1) This latest "bull market," which has gone on more than year, has certainly been more significant and lasting than a "dead cat bounce"; however, its inherent phoniness and lack of any real foundation has always been manifest. On March 16, 2009, "mark to market" accounting rules were suspended for banking institutions, allowing them to mark their assets to fantasy, myth, and wishful thinking. Much like Enron was able to dream up profits untold -- and unreal -- though its now-legendary accounting, since March, banks have been able to value countless depreciating, if not worthless, assets at the prices they'd like to see, and not likely the ones they'd ever get. Financials led the way down this afternoon, and despite the rebound, it remains only a matter of time before "mark to myth" is shattered by reality.
2) The Dow and S&P had been trending down for a couple of days, but between the hours of 2 and 2:30 PM, the major indices went into a classically shaped parabolic death spiral -- only to rebound sharply just before 3 PM. This is kinda fishy... Perhaps too much is made of the President's Working Group in Financial Markets -- aka "The Plunge Protection Team" -- formed by President Reagan after the '87 debacle; however, knowing what we know of the government's meddling in other markets and of people like Larry Summers's love on "behavioral economics" -- if there's "confidence," all will be well! -- one shouldn't discount the idea that after the dive began, some combination of the Fed and Treasury started rapidly buying up Dow and S&P futures in order to bolster the market. Yes, it's a conspiracy, and it's also quite plausible.
3) Much like every losing general is always re-fighting the last war, most people assume that the next crisis will be just like the last one. It's certainly possible that we could have a repeat of the '08 credit crunch, but there are already signs pointing to something much different. In the fall of 2008, people dumped stocks and commodities and piled into treasuries as a "safe haven" -- miraculously sending the yield on T-bills negative for a brief point in late November.

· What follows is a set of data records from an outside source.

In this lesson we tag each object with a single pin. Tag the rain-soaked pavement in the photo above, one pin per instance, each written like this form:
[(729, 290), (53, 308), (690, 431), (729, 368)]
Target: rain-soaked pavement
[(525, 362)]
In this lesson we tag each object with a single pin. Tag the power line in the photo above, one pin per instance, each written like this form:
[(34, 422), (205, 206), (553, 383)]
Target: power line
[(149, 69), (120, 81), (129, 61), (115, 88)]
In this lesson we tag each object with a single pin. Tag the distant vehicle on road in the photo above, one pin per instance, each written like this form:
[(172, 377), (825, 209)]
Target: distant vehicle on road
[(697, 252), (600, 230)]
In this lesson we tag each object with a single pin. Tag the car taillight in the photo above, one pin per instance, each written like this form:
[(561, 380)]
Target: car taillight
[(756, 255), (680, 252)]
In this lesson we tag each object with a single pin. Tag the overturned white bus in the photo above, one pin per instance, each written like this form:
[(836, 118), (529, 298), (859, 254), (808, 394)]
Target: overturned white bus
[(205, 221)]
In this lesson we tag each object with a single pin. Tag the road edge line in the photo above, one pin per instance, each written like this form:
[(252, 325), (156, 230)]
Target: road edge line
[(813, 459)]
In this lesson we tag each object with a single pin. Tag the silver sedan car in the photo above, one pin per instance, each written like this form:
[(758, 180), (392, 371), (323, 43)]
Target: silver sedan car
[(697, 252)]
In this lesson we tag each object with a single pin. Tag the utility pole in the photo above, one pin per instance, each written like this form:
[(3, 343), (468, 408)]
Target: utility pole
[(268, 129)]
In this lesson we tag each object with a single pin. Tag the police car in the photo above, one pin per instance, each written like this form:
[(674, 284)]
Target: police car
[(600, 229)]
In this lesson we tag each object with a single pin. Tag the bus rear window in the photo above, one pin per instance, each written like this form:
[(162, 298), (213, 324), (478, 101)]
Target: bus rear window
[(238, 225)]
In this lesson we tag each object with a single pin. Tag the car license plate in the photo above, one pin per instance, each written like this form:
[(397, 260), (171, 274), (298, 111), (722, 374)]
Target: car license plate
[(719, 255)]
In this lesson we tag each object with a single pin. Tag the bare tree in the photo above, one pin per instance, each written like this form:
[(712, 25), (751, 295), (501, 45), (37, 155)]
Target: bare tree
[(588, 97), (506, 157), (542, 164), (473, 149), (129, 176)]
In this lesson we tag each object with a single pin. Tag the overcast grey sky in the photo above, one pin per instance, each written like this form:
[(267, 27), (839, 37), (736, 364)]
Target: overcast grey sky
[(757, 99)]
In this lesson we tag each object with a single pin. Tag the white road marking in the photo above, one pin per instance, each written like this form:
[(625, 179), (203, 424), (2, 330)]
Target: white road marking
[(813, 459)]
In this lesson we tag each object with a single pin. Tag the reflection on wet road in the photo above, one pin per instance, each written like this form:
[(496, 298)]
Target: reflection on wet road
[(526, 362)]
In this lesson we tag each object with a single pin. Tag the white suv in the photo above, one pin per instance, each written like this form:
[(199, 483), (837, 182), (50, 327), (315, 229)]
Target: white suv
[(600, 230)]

Gold, too, was sold off, dropping from above $900 to the $750 range (and it had been over $1000 only months before.) In today's mini-credit crunch, Treasuries were again popular -- but so was gold, which rocketed upward as a mirror reflection of the Dow. Could it be that we've witnessed the beginning of a major decoupling? Might gold take over the dollar's safe-haven role? Might gold begin moving inversely with equities? Too early to tell.
4) (This last observation is complicated and is probably worth a full article.) Stepping back a bit, one can conclude that it's actually in the government's best interest for a major downturn to occur -- so long as it's accompanied by a mass flight into Treasuries. It's usually good for a government if its people are content and untroubled, and in modern times, this is associated with a buoyant stock market; however, a government's first priority is to get itself funded. If Bernanke's money printing sends price inflation out of control and bond yields go through the roof, then the U.S. become Greece -- and its ability to fund its entitlement programs, wars, and stimulus packages is thrown into jeopardy. If there's a crisis -- or rather, the right kind of crisis -- and everyone decides they want to own government debt, then Washington is actually strengthened. Don't think that this isn't in the back of some people's minds -- or that they're not considering the need to roll over billions in debt in the near future.